Grand Reporterre/5 : Faut-il séparer l’homme de l’artiste ? par Étienne Gaudillère et Giulia Foïs
Faut-il séparer l’homme de l’artiste ? par Étienne Gaudillère et Giulia Foïs
Un spectacle joué dans le cadre du festival Azimuts initié à Lyon par le Théâtre du Point du Jour pour promouvoir la jeune création, en partenariat avec Les Subsistances et le Théâtre de l’Elysée. Dans cette série bi-annuelle qui vise à « mettre en pièce de l’actualité » (voir Le Théâtre du blog), un nouveau tandem metteur en scène et journaliste qui a voulu traiter un thème brûlant : le harcèlement sexuel et le viol dans le monde artistique. Un titre issu d’une phrase de l’actrice Adèle Haenel dans une tribune de Médiapart à propos du César attribué à Roman Polanski en 2020, un César qu’elle a contesté avec fracas en quittant la salle avec d’autres comédiennes: «Ils voulaient séparer l’homme de l’artiste, ils séparent aujourd’hui les artistes du monde. »

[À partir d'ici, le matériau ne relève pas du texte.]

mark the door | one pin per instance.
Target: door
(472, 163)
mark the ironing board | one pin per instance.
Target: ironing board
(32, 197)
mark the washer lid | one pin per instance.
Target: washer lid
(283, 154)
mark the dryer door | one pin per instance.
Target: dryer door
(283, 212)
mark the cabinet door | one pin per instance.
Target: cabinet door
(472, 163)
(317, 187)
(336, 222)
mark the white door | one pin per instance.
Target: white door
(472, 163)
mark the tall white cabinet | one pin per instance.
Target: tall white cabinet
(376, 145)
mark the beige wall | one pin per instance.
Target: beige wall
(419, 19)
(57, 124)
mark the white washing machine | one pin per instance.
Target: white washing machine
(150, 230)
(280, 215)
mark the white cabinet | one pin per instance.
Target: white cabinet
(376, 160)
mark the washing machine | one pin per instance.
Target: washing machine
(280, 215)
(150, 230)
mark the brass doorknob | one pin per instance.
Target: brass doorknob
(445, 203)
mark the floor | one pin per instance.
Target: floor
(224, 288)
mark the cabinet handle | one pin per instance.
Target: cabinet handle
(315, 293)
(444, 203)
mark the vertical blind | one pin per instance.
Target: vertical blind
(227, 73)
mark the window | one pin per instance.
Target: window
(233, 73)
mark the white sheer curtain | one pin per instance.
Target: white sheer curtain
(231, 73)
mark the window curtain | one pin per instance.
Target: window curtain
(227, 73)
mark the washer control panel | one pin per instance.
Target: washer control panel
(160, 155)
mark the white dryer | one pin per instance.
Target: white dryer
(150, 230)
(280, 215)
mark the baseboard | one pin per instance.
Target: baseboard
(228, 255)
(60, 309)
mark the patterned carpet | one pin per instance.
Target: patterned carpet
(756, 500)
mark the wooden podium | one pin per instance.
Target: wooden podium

Etienne Gaudillère attrape la balle au bon et, peu à l’aise sur ce terrain, a trouvé la partenaire idéale pour tirer au clair ces questions qui agitent la sphère médiatique, jusqu’à récemment, les déclarations de Wajdi Mouawad, directeur du théâtre de la Colline contre le radicalisme de #Metoo. Guilia Foïs anime Pas son genre, une émission hebdomadaire à France-Inter, où elle décrypte la société post #MeToo et des chroniques féministes, Un Jour dans le monde. «Je suis, plaisante-t-elle, le quota #MeToo de Radio-France.
Le metteur en scène a sollicité la journaliste, autrice par ailleurs de Je suis une sur deux, livre sur le viol qu’elle a subi. L’homme de théâtre et la femme de radio entrent en dialogue sur scène, accompagnés d’un acteur et d’une actrice qui mettent en acte les situations conflictuelles auxquelles est confronté tout un chacun. La pensée « woke », le décolonialisme et le féminisme radical font débat. Si on accuse leur auteur de crime sexuel ou raciste, que faire des films de Woody Allen? Des toiles de Paul Gauguin ? De la musique de Michael Jackson ou de Bertrand Cantat? Mais aussi des écrits de Céline, de l’architecture de Le Corbusier, des poèmes de Paul Verlaine et des œuvres de Gabriel Matzneff… L’artiste est-il au-dessus des lois et quelle est la place de la justice ? Doit-on refaire l’Histoire ?
Étienne Gaudillère et Giulia Foïs se sont appuyés sur une solide documentation, puisée dans les livres et les témoignages des victimes comme Adèle Haenel, Vanessa Spingora (Le Consentement) ou Camille Kouchner (La Famila Grande)… On cite aussi les positions de Catherine Deneuve sur la séduction, dans Paris-Match, qui alimentent la controverse. Étienne Gaudillère et Giulia Foïs ont trouvé le point d’équilibre entre journalisme et théâtre en demandant à Jean-Philippe Salério et Marion Aeschlimann de faire vivre ces débats contradictoires et les injonctions paradoxales auxquels tous peuvent être soumis. Sous forme de saynètes dialectiques : «Tu es comédienne, tu as trente ans et u rêves de faire du cinéma, on te propose un rôle dans un film de Roman Polanski, Tu fais quoi ?» L’humour de ces petites fictions et la distance parodique du jeu permettent de mêler le rire à l’indignation. Par exemple, l’imitation de Les Villes de grande solitude de Michel Sardou : « J’ai envie de violer des femmes,/ De les forcer à m’admirer/ Envie de boire toutes leurs larmes… » Chanson, qui provoqua à l’époque l’ire des féministes.
Faut-il séparer l’homme de l’artiste ? s’empare de cette polémique qui, au-delà de la sphère artistique, concerne les conduites déviantes des hommes de pouvoir, dans le monde du travail ou de la politique. Sans vouloir apporter de réponses dogmatiques, le spectacle, en forme de tribune, pose les bonnes questions. Rien de sectaire dans la démarche : «Jamais je n’appellerai au boycott des œuvres, dit Giulia Foïs. #Metoo propose de ne plus considérer comme acquis un certain nombre de choses. Ce qui compte, c’est de s’interroger.» « Je n’avais pas les bases », chante Etienne Gaudillère dans un rap conclusif. Le public sort de la salle mieux instruit qu’en y entrant et a offert aux artistes une ovation debout bien méritée. Puisse ce spectacle circuler au-delà des quelques dates déjà prévues.
Mireille Davidovici
Spectacle vu le 23 janvier, Théâtre du Point du jour, 7 rue des Aqueducs Lyon (V ème). T. : 04 78 25 27 59.